The integral of \( \cot x \) is \( \ln |\sin x| \), so \( \mu(x) = |\sin x| \). By applying the integrating factor to the entire differential equation, it becomes possible to express one side as a derivative, paving the way for straightforward integration.

When working with differential equations, the goal is often to find the general solution. This is a solution that encompasses all possible particular solutions.
From our exercise, after applying the integrating factor, the equation gets simplified to:

• \( \frac{d}{dx}(y \sin x) = \frac{1}{\cos^2 x} \)

This form allows us to integrate both sides easily.
The integration of \( \frac{d}{dx}(y \sin x) \) with respect to \( x \) gives:

• \( y \sin x = \tan x + C \)

where \( C \) is the constant of integration. Solving for \( y \) gives:

• \( y = \frac{1}{\cos x} + \frac{C}{\sin x} \)

The function \( y \) here is a general solution because it includes the arbitrary constant \( C \), representing an entire family of solutions, depending on the value of \( C \).
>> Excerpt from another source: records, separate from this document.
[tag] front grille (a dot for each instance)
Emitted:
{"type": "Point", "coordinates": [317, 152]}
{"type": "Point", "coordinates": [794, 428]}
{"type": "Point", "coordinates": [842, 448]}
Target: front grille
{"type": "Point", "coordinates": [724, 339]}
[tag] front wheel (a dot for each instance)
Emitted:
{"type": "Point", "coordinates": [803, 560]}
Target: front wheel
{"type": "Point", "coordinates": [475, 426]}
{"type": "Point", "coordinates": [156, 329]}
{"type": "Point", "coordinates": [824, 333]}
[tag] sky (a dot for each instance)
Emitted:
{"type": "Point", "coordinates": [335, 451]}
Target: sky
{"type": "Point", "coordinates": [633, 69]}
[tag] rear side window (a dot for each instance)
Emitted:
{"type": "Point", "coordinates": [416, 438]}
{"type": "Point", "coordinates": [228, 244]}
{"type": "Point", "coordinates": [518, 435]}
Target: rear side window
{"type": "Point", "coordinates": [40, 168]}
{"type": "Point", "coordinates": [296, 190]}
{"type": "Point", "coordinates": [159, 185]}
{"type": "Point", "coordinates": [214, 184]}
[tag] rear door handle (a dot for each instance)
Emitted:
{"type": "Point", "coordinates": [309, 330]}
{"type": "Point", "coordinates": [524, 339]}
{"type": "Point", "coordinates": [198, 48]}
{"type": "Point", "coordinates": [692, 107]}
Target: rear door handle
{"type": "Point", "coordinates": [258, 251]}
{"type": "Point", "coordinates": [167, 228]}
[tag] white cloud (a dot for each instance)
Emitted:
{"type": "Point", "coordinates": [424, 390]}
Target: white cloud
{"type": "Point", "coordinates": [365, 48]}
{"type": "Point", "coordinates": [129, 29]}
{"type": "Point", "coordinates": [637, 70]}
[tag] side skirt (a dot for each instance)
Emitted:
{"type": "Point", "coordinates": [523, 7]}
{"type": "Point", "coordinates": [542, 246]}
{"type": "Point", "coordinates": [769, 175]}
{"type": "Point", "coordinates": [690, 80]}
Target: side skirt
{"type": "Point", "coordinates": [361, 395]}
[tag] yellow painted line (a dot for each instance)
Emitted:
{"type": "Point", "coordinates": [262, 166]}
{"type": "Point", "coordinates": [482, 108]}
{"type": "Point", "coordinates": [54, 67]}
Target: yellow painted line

This general solution indicates the behavior of solutions over the largest possible interval of definition as determined by the properties of sine and cosine functions.

When exploring solutions to differential equations, transient terms play a significant role in determining the stability or eventual behavior of the solution over time.
A transient term typically describes a component of the solution that diminishes or goes to zero as \( x \) approaches a certain bound. For the exercise at hand, we examine the general solution:

• \( y = \frac{1}{\cos x} + \frac{C}{\sin x} \)

Neither \( \frac{1}{\cos x} \) nor \( \frac{C}{\sin x} \) go to zero as \( x \) tends to infinity or other asymptotic points.
Since neither term vanishes, there are no transient terms in this particular general solution. It's important to recognize that the solution's behavior is dominated by the non-vanishing terms here, as they are defined within the bounds of the interval \( (n\pi, (n+1)\pi) \). Understanding whether a solution includes transient terms helps in knowing if the corresponding physical system's response will stabilize over time.